Samstag, 3. März 2007

Die Bleiche

Gestern abend sass ich wieder mal in der Bleiche zu einem vorzüglichen Fisch-Dinner mit anschliessendem, oberleckeren Nachtisch.
Erstaunlich, wo es im Sommer so trubelt und man schier um guten, unbesetzten Platz kämpfen muss, gähnte Leere. Freie Parkplätze und den Tisch konnten wir aussuchen zwischen "Oberrhein" und "Niederrhein". Schwäne paddelten am Fenster vorbei und der Blick aufs Wasser und das abendliche Wolkenschauspiel vermittelte eine wunderbar friedliche Stimmung. Ein wirklich paradiesisches Fleckchen, um den Wochenstress hinter sich zu lassen.
Das Personal war wohl etwas unterfordert und in den Pausen der 10-minütigen Frage-Intervallen "ist bei Ihnen alles in Ordnung" - was es durchaus war - sinnierten wir über die geschichtsträchtige Vergangenheit des Gebäudes, in welchem wir heute kulinrischen Genüssen frönen und in dem wohl früher Menschen geschwitzt und geschafft haben.
Die grossformatigen Drucke an den Wänden zeugen von einer Vergangenheit, über die uns, ausser dass hier einmal eine zelteproduzierende Fabrik florierte, recht wenig einfiel.
Dem Informationsdefizit habe ich dank Google gleich mal Abhilfe geschaffen, wurde auf diversen Seiten fündig und hab folgendes zusammengetragen:

"Die Straßen im Gewerbegebiet Stromeyersdorf direkt am Rhein in Konstanz tragen heute noch die Namen derer, die hier einst arbeiteten: Näherinnen, Weberinnen und Färber. Sie nähten, webten und färbten in flachen Manufakturgebäuden für die Zeltfabrik von Ludwig Stromeyer, der sich das Ensemble seiner Fabrikgebäude um 1905 vom Industriearchitekten Philipp Jakob Manz errichten ließ. Um einen geschlossenen Arbeitsablauf zu gewährleisten, entwarf Manz große, eingeschossige und hintereinander gestaffelte Fabrikhallen, zwischen denen Straßen verliefen, so dass das Ganze wie ein Dorf wirkte, eben Stromeyersdorf.
Der Namensgeber Ludwig Stromeyer fing im 19. Jahrhundert mit Juteverarbeitung an und es gelang ihm als erstem Unternehmer, wasserdichte Gewebe zu fabrizieren, die als Militärzelte und als Decken für die Eisenbahn und für den Privatgebrauch verarbeitet wurden. Da die Herstellung von maschinell geprägten Stoffen ein Novum war, wurde das Unternehmen nun auch international bekannt. Ab 1878 nahm Stromeyer die Produktion von Zirkus- und Schauststellerzelten auf und festigte damit seine führende Marktstellung. Zunächst in der Konstanzer Münzgasse ansässig, verlagerte er mit dem boomenden Zeltgeschäft die Produktion auf das Gelände des Lohnerhofs am rechten Rheinufer, wo sich bereits die Bleiche befand. Schon kurz nach der Jahrhundertwende errichtete das Unternehmen auf ihrem Fabrikgelände, dem Stromeyersdorf, auf über 150.000 qm eine moderne Industrieanlage, die allen Anforderungen eines Großbetriebs entsprach. Durch die ständige Expansion des Unternehmens und den damit bedingten Anforderungen an Fabrikationsräume und Lagerhallen erfuhr die Fabrikanlage eine kontinuierliche Erweiterung ihrer baulichen Anlagen bis in die 50er Jahre.
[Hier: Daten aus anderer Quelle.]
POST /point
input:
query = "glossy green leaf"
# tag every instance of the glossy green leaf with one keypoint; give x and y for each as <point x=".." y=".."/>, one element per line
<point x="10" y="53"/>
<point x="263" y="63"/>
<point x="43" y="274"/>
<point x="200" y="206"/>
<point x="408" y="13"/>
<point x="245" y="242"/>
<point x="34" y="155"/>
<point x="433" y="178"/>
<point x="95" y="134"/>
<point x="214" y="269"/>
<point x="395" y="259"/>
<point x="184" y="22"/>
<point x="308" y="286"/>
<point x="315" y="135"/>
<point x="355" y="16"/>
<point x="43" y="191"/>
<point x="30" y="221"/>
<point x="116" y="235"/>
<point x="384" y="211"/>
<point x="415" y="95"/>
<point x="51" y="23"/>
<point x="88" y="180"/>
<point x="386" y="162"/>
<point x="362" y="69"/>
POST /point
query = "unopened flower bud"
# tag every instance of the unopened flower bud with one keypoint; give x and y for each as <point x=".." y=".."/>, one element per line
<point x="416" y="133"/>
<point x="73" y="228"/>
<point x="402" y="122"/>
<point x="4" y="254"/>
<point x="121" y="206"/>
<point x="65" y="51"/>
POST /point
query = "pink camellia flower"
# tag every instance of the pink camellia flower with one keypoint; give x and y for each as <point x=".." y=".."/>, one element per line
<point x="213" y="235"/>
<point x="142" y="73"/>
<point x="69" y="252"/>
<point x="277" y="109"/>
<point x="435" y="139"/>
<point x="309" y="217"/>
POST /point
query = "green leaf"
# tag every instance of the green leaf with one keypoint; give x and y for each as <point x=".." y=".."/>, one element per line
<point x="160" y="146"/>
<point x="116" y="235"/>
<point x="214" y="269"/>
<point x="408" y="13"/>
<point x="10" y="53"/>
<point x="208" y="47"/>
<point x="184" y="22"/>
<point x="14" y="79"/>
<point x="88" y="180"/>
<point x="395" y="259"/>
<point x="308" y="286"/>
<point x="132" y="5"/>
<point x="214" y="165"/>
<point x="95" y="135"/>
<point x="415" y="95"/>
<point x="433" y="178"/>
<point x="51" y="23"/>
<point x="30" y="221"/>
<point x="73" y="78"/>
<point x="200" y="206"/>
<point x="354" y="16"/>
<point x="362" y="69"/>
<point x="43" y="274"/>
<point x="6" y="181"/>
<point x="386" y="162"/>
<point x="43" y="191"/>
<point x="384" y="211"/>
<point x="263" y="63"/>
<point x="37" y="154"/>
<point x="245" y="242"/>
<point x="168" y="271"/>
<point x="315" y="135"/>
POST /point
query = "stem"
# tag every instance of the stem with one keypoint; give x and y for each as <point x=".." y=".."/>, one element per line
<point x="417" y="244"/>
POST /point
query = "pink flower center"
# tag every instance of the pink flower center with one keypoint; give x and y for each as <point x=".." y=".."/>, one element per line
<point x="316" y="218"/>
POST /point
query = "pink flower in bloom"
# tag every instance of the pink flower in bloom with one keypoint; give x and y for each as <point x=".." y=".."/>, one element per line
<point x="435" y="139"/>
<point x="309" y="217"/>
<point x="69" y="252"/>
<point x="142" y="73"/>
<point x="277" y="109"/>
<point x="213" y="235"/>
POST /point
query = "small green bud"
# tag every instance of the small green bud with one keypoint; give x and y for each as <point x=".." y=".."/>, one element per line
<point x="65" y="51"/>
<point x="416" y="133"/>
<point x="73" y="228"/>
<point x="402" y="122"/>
Neben den schlichten Fabrikhallen entwarf Manz die Kontorbauten im so genannten "deutschen Nationalstil", der um 1800 aufkam. Während die Bleiche als Riegel zur Rheinseite hin erhalten blieb, stellte der um 1910 erbaute Wasserturm für das Sprinklersystem in den Fabrikhallen eine weithin sichtbare Geländemarke dar.
Der Wasserturm wurde bereits in Stahlbeton gegossen, während die Fabrikhallen und die Kontorbauten noch traditionell gemauert wurden. Zusammen mit der Bleiche hat sich der Wasserturm als identifikationsstiftend für Konstanz erwiesen. Neben einigen Verwaltungsgebäuden und nur wenigen Fabrikhallen haben auch Bleiche und Wasserturm die Schließung der Zeltfabrik 1989 überstanden, denn die alten Strukturen sind nur teilweise erhalten, vor allem die ganzen eingeschossigen Fabrikhallen wurden abgerissen.
Obwohl sich die Firma in den 50er Jahren durch internationale Aufträge und Patente, wie die Textilbauten für die Olympischen Spiele 1972 in München, wirtschaftlich zu erholen schien, konnte nicht verhindert werden, daß der Großbetrieb 1973 Konkurs anmelden mußte. Doch erst im Dezember 1984, 11 Jahre nach Beginn des Konkursverfahrens, schlossen sich nach zähen Kämpfen und einem schrittweisen Abbau der Belegschaft die Türen für die letzten 250 Arbeiterinnen und Arbeiter. Heute erinnert auf dem Gebiet Stromeyersdorf noch die Bleiche und der Wasserturm an die früheren Zeiten. Sie sind eingebettet in eine Überplanung des Gebietes, die dort in den vergangenen Jahren ein neues, hochwertiges Gewerbegiet entstehen ließ."

Freitag, 2. März 2007

Hier eine Alternative zur Rente mit 67

Nach Diskussionen über die Kampagnen der Gewerkschaften gegen die Regierungspläne für die Rente mit 67 habe ich folgenden, nicht ganz ernst gemeinten, aber erfrischenden Diskussionsbeitrag gemailt bekommen:

"Ich hab soeben beschlossen „Ich will nie ins Altersheim!“

Wenn ich einmal in später Zukunft alt und klapprig bin, werde ich bestimmt nicht ins Altersheim gehen, sondern auf ein Kreuzfahrtschiff. Die Gründe dafür hat mir unsere Gesundheitsministerin Ulla Schmidt geliefert:

„Die durchschnittlichen Kosten für ein Altersheim betragen 200 EUR pro Tag.“ Ich habe eine Reservierung für das Kreuzfahrtschiff „Aida“ geprüft und muss für eine Langzeitreise als Rentner oder Rentnerin 135 EUR pro Tag zahlen (kein Witz !!!).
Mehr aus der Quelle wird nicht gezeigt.